Family: Not enough special education teachers for those learning remotely
A Greenwich family says there are not enough special
education teachers for those who opted for remote learning, and they say
their fifth grader is now risking his life by going to school.
Allyson Buck says her three children, including Sam, her
10-year-old, are learning from home this school year. Sam is one of 250 people
in the world with “vanishing white matter disease” – a genetic disorder that
affects the nervous system and causes neurologic symptoms.
If he contracted COVID-19, it could be fatal.
Buck says learning from home became impossible for Sam.
“We were never assigned a special education teacher before
school started, so within a few hours we knew it wasn't sustainable,” she told
News 12. “Sam can’t move his hands really well. He can't read. He can't write.”

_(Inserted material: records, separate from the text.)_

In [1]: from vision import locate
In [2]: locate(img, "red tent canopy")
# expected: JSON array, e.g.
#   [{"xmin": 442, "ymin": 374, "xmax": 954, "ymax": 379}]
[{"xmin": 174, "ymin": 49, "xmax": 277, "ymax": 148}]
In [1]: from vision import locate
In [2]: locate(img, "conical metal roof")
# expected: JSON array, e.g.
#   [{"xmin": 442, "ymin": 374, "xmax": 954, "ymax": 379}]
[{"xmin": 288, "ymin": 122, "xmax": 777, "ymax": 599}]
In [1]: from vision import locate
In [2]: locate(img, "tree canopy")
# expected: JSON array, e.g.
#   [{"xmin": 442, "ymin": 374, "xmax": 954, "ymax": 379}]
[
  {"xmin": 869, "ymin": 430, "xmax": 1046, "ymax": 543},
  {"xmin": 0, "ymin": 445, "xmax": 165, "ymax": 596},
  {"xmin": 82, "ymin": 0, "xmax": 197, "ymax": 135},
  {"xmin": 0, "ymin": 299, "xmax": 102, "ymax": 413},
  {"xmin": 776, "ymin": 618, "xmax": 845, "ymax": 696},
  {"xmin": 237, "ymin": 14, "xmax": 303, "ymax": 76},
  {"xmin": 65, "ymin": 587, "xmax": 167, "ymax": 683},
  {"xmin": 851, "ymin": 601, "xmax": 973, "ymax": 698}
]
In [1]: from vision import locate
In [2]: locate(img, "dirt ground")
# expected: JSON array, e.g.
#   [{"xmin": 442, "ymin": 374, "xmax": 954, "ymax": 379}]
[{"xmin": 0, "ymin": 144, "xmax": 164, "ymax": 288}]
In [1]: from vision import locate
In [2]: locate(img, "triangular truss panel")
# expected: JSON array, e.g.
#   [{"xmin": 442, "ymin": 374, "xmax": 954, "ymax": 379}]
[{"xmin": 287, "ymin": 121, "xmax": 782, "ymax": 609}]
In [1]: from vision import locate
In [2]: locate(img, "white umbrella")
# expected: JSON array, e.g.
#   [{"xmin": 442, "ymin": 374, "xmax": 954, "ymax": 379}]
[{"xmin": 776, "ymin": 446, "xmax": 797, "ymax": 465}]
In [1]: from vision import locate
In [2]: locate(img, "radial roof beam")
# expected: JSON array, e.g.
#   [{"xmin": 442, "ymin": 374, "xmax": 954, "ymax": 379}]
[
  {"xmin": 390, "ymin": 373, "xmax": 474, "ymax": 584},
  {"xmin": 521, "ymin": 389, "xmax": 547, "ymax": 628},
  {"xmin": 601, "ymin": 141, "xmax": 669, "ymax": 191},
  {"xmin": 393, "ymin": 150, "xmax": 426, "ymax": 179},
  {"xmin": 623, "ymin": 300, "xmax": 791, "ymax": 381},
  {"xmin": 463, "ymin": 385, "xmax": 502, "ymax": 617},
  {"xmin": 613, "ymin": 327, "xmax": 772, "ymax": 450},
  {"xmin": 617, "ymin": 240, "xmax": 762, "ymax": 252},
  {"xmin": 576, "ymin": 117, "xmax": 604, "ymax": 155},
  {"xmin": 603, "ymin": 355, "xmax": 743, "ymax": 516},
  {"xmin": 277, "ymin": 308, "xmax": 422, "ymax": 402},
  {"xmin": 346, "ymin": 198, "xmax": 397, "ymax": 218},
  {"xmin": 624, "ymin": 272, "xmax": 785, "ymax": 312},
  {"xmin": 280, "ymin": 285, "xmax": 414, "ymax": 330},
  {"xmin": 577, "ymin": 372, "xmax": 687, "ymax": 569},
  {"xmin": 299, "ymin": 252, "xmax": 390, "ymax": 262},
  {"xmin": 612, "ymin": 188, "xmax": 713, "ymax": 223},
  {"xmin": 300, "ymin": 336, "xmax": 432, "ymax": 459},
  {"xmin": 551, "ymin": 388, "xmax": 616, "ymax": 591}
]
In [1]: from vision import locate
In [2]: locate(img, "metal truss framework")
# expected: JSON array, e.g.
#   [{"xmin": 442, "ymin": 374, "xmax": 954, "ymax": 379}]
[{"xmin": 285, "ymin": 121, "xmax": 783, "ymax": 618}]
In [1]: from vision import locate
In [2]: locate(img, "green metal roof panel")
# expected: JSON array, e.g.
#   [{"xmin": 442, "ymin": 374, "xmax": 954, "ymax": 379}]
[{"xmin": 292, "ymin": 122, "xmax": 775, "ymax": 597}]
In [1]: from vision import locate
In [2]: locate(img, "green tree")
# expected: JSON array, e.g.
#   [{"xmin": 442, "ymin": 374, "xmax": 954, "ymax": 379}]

Buck says it's a huge risk to send Sam back to Glenville
Elementary School, but she has no other option. Sam goes in for an hour a day
to get his physical and occupational therapies, but it’s too dangerous for him
to eat or use the bathroom there.
“Ideally, you could have had a special education
teacher in a room with kids like Sam. That would still make us nervous, but it
would be the best-case scenario,” she says.
Normally Sam would have a para-professional assigned to him
all day, but the district told Buck there is no help they can give him while
learning at home.
News 12 reached out to the school district but did not hear back.